SINGAPORE, 22 SEPTEMBER 2011 - Microsoft is urging its enterprise customers to continue migrating into Windows 7 even as it has been showing off a version of Windows 8.
"Windows 7 is where businesses need to be right now, and is the best path to Windows 8," said Rich Reynolds, general manager of Windows Commercial Marketing, Microsoft.
Microsoft first unveiled a preview build version of Windows 8 at its Build conference in Anaheim, California early this month. One of Windows 8's key features has its user interface (UI) taking on a "Metro-style" that resembles Windows Phone 7 with applications' organised in groups, or tiles.
While it is still early days for a publicly available Windows 8, Reynolds was keen to highlight Windows 8's enterprise grade features that will appeal to IT departments.

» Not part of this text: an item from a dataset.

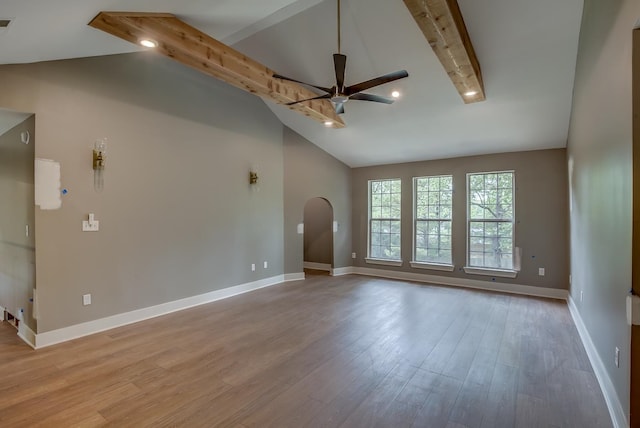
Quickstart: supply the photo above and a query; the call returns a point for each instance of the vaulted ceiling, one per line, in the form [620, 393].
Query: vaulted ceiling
[526, 50]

One of them is Windows 8 being able to support all Windows 7 applications. New features include a push button reset function that change to factory settings, and a refresh key that restores to standard corporate image for IT personnel troubleshooting software.
New security features include a secure boot function that will only allow the operating system to boot from approved and secure hardware devices. There will be an enhanced Bit Locker where encryption can now be selectively applied to sectors of the drive that have data. Previously, encryption needs to be applied to the entire drive taking up time and efforts of users.

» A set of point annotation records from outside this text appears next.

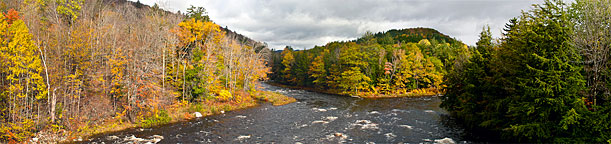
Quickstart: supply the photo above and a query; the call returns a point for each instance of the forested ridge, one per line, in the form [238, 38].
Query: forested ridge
[72, 68]
[386, 64]
[545, 80]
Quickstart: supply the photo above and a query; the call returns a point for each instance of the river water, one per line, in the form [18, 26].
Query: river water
[314, 118]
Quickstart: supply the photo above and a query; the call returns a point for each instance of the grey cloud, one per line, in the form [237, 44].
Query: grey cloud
[303, 24]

There are also improvements to what Reynolds termed as "fundamentals", including faster boot-up times. Reports indicate that the time has been shortened to some seven seconds.
Another is a feature called Windows To Go that allows users to run Windows 8, along with their own applications, data, and settings, directly from a USB stick. This would appeal to office environments that have contractors or outsourcers.
Windows 8 has a client Hyper-V that provides full operating system virtualisation services for developers that need to test on different installations or languages.
Rather than delivering the system on a specific timeline, Microsoft's focus is to "give developers a chance to think about writing applications for Windows 8, and get feedback from customers and integrate their suggestions into the OS," Reynolds said.